A JSON Web Token (JWT) is a compact, URL-safe way to represent claims between two parties. You see them everywhere — as access tokens, ID tokens, and sometimes session tokens. Understanding their internals is non-negotiable for any developer touching auth.

A JWT looks like this:

eyJhbGciOiJSUzI1NiIsInR5cCI6IkpXVCJ9.eyJzdWIiOiJ1c2VyXzEyMyIsInJvbGUiOiJhZG1pbiIsImV4cCI6MTcxMDAwMDAwMH0.SIGNATURE

Three base64url-encoded parts separated by dots: header.payload.signature.

The Three Parts

Header — algorithm and token type:

JSON
{
  "alg": "RS256",
  "typ": "JWT"
}

Payload — the claims:

JSON
{
  "sub": "user_123",
  "role": "admin",
  "exp": 1710000000,
  "iat": 1709996400
}

Signature — cryptographic proof the token hasn't been tampered with.

Base64url encoding is NOT encryption. Anyone can decode the header and payload. Never put secrets in a JWT payload.

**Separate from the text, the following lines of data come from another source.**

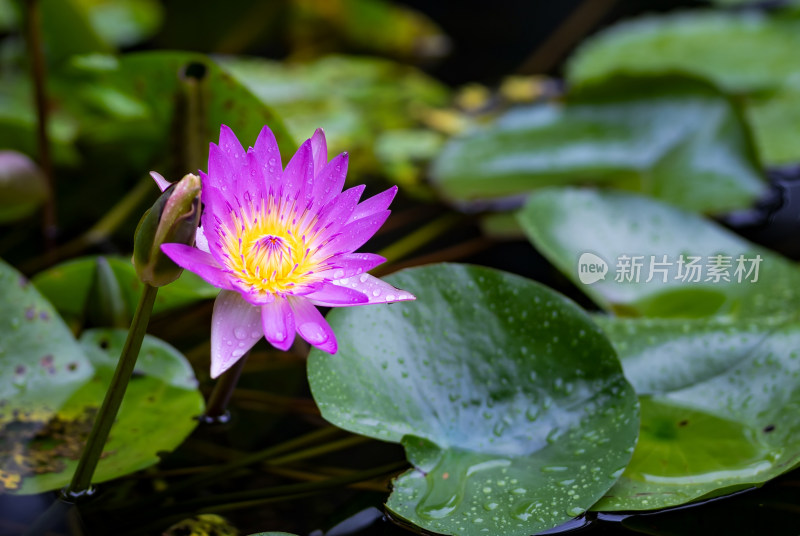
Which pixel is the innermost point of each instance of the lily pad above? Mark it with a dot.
(42, 362)
(616, 232)
(742, 52)
(749, 53)
(138, 102)
(55, 385)
(719, 408)
(359, 100)
(509, 401)
(775, 117)
(675, 139)
(159, 411)
(68, 286)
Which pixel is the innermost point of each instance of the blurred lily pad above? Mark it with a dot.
(675, 139)
(509, 401)
(68, 286)
(124, 22)
(161, 108)
(750, 53)
(355, 98)
(719, 407)
(67, 31)
(656, 260)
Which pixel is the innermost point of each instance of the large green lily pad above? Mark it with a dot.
(509, 401)
(675, 139)
(742, 52)
(750, 53)
(619, 230)
(719, 408)
(68, 286)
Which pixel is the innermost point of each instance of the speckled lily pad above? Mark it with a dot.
(53, 385)
(719, 408)
(509, 401)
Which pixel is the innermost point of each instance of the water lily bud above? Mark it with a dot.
(22, 186)
(173, 218)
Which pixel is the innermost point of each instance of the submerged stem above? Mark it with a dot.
(217, 409)
(244, 498)
(244, 461)
(82, 479)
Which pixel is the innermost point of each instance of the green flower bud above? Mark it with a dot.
(22, 186)
(173, 218)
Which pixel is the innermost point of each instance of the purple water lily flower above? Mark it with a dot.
(278, 242)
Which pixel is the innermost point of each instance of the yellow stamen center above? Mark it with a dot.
(269, 248)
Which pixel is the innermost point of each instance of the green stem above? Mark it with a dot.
(217, 409)
(34, 33)
(413, 241)
(82, 479)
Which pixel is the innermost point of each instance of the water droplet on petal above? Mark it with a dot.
(313, 333)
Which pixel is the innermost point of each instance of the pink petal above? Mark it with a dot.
(266, 149)
(374, 204)
(277, 321)
(199, 262)
(355, 234)
(235, 328)
(298, 172)
(329, 182)
(200, 240)
(222, 171)
(229, 144)
(336, 213)
(377, 290)
(312, 326)
(350, 264)
(161, 182)
(330, 295)
(319, 149)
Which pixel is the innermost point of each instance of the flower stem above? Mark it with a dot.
(82, 479)
(217, 409)
(34, 40)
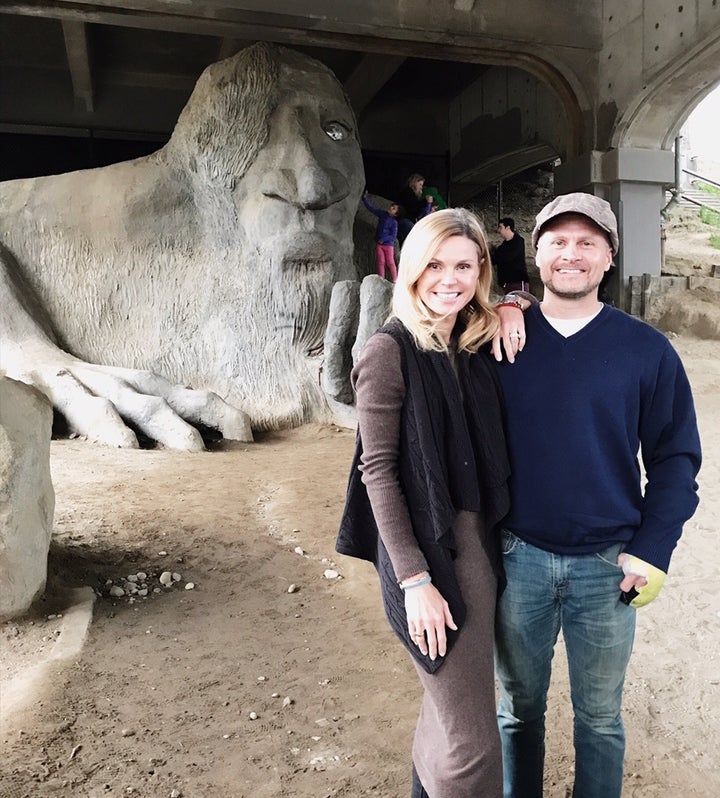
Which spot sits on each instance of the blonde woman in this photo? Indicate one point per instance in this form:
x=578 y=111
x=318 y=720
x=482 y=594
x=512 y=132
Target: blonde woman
x=427 y=489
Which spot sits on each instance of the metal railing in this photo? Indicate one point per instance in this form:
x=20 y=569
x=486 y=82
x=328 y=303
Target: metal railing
x=677 y=194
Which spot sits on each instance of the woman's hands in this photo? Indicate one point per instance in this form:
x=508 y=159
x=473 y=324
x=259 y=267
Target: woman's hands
x=511 y=333
x=428 y=614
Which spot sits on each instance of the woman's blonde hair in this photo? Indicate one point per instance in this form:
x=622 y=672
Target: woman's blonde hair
x=478 y=316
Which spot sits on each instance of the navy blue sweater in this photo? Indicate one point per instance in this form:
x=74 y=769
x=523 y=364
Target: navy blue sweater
x=578 y=411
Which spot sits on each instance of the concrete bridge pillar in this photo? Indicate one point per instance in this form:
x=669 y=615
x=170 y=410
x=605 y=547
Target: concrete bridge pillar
x=633 y=181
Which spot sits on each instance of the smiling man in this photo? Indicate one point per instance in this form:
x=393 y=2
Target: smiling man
x=584 y=544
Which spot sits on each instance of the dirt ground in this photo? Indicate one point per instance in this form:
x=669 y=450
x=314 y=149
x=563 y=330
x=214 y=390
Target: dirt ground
x=259 y=673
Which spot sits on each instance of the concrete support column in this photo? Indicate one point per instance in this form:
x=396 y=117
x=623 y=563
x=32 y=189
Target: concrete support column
x=634 y=182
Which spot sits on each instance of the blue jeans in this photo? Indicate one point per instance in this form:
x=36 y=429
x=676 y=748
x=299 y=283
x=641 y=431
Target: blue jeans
x=580 y=595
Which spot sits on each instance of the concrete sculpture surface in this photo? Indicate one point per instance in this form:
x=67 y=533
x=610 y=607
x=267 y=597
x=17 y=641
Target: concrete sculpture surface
x=208 y=264
x=27 y=499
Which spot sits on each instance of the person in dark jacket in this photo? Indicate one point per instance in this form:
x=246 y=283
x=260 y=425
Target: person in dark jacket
x=427 y=490
x=415 y=204
x=587 y=535
x=509 y=258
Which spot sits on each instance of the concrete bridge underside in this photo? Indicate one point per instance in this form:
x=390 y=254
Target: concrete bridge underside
x=462 y=90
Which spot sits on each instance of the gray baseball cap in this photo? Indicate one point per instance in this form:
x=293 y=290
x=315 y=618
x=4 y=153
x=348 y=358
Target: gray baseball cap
x=596 y=209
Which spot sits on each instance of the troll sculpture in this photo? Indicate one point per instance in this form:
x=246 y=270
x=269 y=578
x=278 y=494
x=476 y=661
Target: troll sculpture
x=208 y=264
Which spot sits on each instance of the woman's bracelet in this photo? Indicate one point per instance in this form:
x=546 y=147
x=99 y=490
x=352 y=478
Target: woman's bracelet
x=425 y=580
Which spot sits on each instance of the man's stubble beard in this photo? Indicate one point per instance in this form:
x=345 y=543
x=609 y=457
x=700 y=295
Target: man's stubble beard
x=580 y=293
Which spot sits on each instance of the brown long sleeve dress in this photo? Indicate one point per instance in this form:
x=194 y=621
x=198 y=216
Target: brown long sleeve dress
x=456 y=750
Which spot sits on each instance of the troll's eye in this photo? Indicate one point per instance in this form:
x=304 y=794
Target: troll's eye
x=336 y=131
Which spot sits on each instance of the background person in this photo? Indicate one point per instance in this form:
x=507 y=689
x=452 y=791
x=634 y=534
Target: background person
x=414 y=204
x=592 y=387
x=509 y=258
x=385 y=235
x=427 y=489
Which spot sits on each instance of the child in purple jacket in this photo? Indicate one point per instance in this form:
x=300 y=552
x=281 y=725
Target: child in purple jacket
x=385 y=235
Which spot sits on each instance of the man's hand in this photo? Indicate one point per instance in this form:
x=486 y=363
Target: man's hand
x=640 y=576
x=511 y=333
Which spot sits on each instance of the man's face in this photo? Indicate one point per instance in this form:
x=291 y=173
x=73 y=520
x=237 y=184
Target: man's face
x=297 y=201
x=573 y=254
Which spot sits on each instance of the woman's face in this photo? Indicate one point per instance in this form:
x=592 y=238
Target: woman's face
x=449 y=280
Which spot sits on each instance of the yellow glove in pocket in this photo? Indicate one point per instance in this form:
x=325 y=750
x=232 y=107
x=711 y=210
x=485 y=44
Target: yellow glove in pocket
x=640 y=596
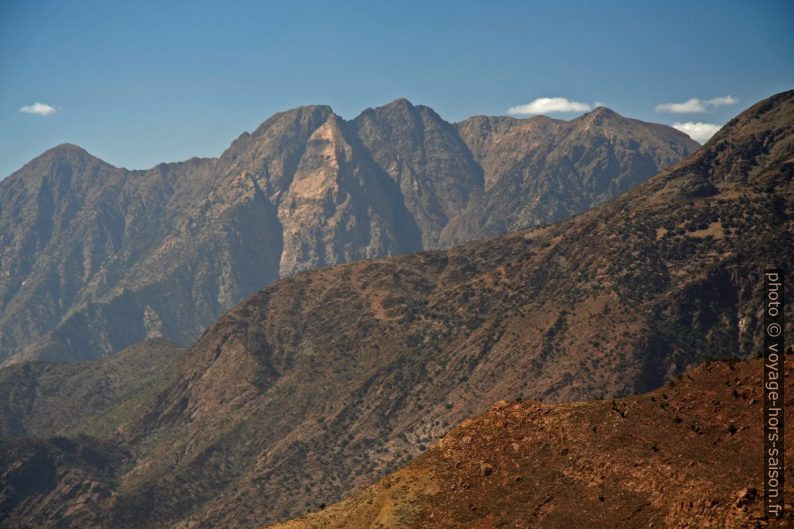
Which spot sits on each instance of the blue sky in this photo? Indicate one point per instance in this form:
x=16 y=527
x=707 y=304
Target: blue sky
x=137 y=83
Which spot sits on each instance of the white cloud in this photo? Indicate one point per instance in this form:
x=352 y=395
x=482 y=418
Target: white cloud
x=695 y=105
x=699 y=132
x=549 y=105
x=40 y=109
x=722 y=101
x=691 y=105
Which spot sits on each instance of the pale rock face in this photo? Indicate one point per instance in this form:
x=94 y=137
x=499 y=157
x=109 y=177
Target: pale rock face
x=89 y=253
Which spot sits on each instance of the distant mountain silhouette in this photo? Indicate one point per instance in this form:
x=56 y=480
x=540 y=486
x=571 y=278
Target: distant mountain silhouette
x=94 y=258
x=329 y=379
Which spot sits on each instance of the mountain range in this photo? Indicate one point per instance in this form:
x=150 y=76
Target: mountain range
x=94 y=258
x=331 y=378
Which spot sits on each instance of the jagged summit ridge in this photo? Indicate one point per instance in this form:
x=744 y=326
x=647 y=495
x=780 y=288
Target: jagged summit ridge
x=87 y=246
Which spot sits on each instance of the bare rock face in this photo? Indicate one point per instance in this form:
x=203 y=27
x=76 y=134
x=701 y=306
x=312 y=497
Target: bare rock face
x=329 y=379
x=94 y=258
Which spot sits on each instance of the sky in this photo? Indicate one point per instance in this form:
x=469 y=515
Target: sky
x=137 y=83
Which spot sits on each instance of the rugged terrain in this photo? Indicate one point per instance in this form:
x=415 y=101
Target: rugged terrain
x=686 y=455
x=94 y=258
x=329 y=379
x=47 y=399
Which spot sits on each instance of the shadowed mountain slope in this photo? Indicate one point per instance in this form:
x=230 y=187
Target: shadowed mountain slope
x=94 y=258
x=329 y=379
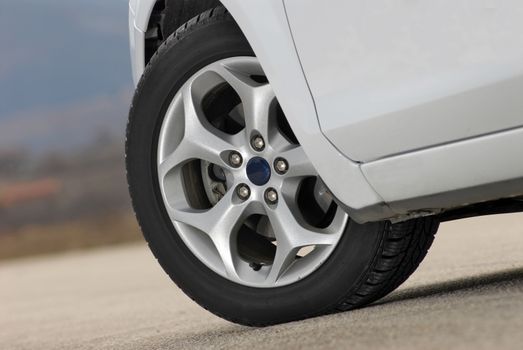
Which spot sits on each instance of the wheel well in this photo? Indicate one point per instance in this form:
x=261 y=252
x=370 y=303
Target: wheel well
x=167 y=16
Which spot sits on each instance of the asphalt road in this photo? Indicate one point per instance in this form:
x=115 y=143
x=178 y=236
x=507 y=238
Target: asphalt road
x=468 y=294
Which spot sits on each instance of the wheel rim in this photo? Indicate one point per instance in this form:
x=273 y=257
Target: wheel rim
x=239 y=189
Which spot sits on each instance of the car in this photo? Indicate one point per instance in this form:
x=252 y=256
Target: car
x=293 y=158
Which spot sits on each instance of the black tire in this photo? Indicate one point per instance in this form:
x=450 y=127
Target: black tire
x=370 y=260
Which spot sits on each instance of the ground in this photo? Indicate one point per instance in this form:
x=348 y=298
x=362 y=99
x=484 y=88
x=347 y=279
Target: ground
x=467 y=294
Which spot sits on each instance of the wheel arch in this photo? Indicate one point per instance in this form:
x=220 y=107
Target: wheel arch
x=165 y=16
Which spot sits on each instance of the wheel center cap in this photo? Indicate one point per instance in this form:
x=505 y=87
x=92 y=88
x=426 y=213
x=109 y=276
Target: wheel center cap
x=258 y=171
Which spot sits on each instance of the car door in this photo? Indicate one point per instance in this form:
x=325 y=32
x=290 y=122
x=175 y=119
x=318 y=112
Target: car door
x=390 y=77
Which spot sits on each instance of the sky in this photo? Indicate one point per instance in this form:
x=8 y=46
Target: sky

Signing Algorithms — HS256 vs RS256 vs ES256

This is where most developers make their first mistake.

| Algorithm | Type | Key | Use When | |-----------|------|-----|----------| | HS256 | Symmetric HMAC | Shared secret | Single service, secret never leaves server | | RS256 | Asymmetric RSA | Private/public key pair | Multiple services, public key distributed | | ES256 | Asymmetric ECDSA | Private/public key pair | Same as RS256, smaller tokens, preferred |

HS256 is fine when one service both issues and validates tokens. The moment you have multiple services validating tokens, you have to share the secret — which defeats the purpose.

RS256/ES256: the issuer signs with the private key. Any service can validate using the public key fetched from the issuer's JWKS endpoint. The private key never leaves the auth server.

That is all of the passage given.